Wenn alles im Kasten ist, geht die Arbeit noch mal richtig los: Postproduktion. Veranschlagen Sie zwei Monate für den Bildschnitt (falls sich alle an das Drehbuch gehalten haben, sonst mehr). Danach ein Monat für die Vertonung, gut zwei Wochen für die Mischung und noch mal eine Woche für das Grading.
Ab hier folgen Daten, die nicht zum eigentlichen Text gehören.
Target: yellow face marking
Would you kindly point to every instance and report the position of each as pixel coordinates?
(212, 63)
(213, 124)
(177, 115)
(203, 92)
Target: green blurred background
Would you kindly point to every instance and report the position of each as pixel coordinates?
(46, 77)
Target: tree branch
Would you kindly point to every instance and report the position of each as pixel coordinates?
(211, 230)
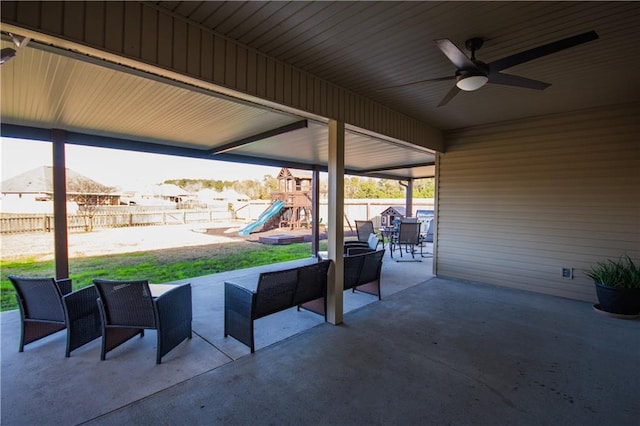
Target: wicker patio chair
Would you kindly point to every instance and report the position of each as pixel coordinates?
(351, 247)
(48, 306)
(408, 236)
(127, 308)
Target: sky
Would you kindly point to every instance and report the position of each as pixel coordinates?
(123, 169)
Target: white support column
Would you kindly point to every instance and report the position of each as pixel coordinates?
(335, 308)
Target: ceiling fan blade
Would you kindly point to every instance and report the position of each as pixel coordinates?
(538, 52)
(416, 82)
(455, 55)
(450, 94)
(515, 80)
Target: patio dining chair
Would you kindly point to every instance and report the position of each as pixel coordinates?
(48, 305)
(127, 308)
Beim Mischen werden Bild und Ton aufeinander abgestimmt, beim Grading machen Sie die Farben hübsch – und sorgen dafür, dass der Rhein auf der Leinwand wie die Spree aussieht.

TAG 351

Es muss kräftig geworben werden. Sie wissen schon: Bestsellerverfilmung, sexuell befreites Mädchen, Nachwuchsdarstellerin. Bestenfalls hatten sie den Journalisten schon ein paar Insider vom Set souffliert. Nun sollten Sie die Medienmeute zur Premierenfeier einladen und Häppchen servieren.

TAG 365

Ihr Film in die Kinos, ihre Darstellerin in den Klatschspalten, die Fortsetzung des Romans gerade im Buchhandel. Hach. Aber hätte ihr Verleih besser aufgepasst, hätte der Film eine Woche später Premiere gehabt – auf der Berlinale 2014.